Isu ketahanan pangan tentu saja berkaitan dengan ketersediaan sumber pangan. Dalam hal ketersediaan lahan untuk menjaga ketahanan pangan disebutkan bahwa Pemerintah Daerah Kota mengalokasikan Lahan Sawah Dilindungi sesuai dengan kemampuan Daerah kota (Pasal 5 ayat 2).
Lalu, Fraksi Partai Demokrat meminta penjelasan bagaimana caranya Pemkot Bandung mengalokasikan lahan sawah dilindungi ini? Di manakah lokasi sawah dilindungi ini nantinya? Bagaimana kemampuan Pemerintah Kota mengalokasikan Lahan Sawah Dilindungi ini? Apakah sudah ada kajian yang melandasinya?

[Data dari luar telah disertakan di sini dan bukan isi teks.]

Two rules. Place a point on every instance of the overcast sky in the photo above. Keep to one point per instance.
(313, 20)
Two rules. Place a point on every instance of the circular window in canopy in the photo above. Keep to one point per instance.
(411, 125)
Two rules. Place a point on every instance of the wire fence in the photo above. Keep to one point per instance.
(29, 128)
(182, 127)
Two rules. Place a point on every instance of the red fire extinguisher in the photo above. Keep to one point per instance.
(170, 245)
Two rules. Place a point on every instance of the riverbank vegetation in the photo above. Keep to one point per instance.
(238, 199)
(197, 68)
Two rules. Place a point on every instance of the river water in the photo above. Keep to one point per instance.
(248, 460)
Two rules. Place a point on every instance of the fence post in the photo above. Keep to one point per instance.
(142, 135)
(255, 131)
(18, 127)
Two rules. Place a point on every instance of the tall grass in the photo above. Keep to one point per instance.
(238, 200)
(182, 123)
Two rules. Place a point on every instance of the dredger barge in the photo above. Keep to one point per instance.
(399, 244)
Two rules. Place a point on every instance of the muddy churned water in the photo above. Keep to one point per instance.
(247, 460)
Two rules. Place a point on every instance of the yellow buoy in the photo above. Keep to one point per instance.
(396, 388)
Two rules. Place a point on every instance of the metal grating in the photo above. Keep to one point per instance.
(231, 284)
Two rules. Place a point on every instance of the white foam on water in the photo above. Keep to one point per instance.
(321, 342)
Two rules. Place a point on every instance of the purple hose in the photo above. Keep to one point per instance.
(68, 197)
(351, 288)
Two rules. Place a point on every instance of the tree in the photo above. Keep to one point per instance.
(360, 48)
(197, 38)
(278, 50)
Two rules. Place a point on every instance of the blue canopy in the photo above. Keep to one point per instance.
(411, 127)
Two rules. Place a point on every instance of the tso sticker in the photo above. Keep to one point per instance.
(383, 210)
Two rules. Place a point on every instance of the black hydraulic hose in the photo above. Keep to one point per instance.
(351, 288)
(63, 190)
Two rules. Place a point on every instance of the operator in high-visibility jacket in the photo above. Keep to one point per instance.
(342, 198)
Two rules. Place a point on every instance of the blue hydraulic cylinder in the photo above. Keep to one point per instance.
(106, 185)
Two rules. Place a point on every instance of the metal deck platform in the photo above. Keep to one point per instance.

Seperti kita ketahui, saat pandemi Covid-19 memuncak, isu kerawanan pangan menyeruak. Raperda ini secara khusus memuat mengenai penanganan kerawanan pangan seperti tercantum pada Bagian Keempat. Dalam hal ini, Pemerintah Daerah Kota dapat melaksanakan program pertanian perkotaan (urban farming) secara berkelanjutan (Pasal 6 ayat 2).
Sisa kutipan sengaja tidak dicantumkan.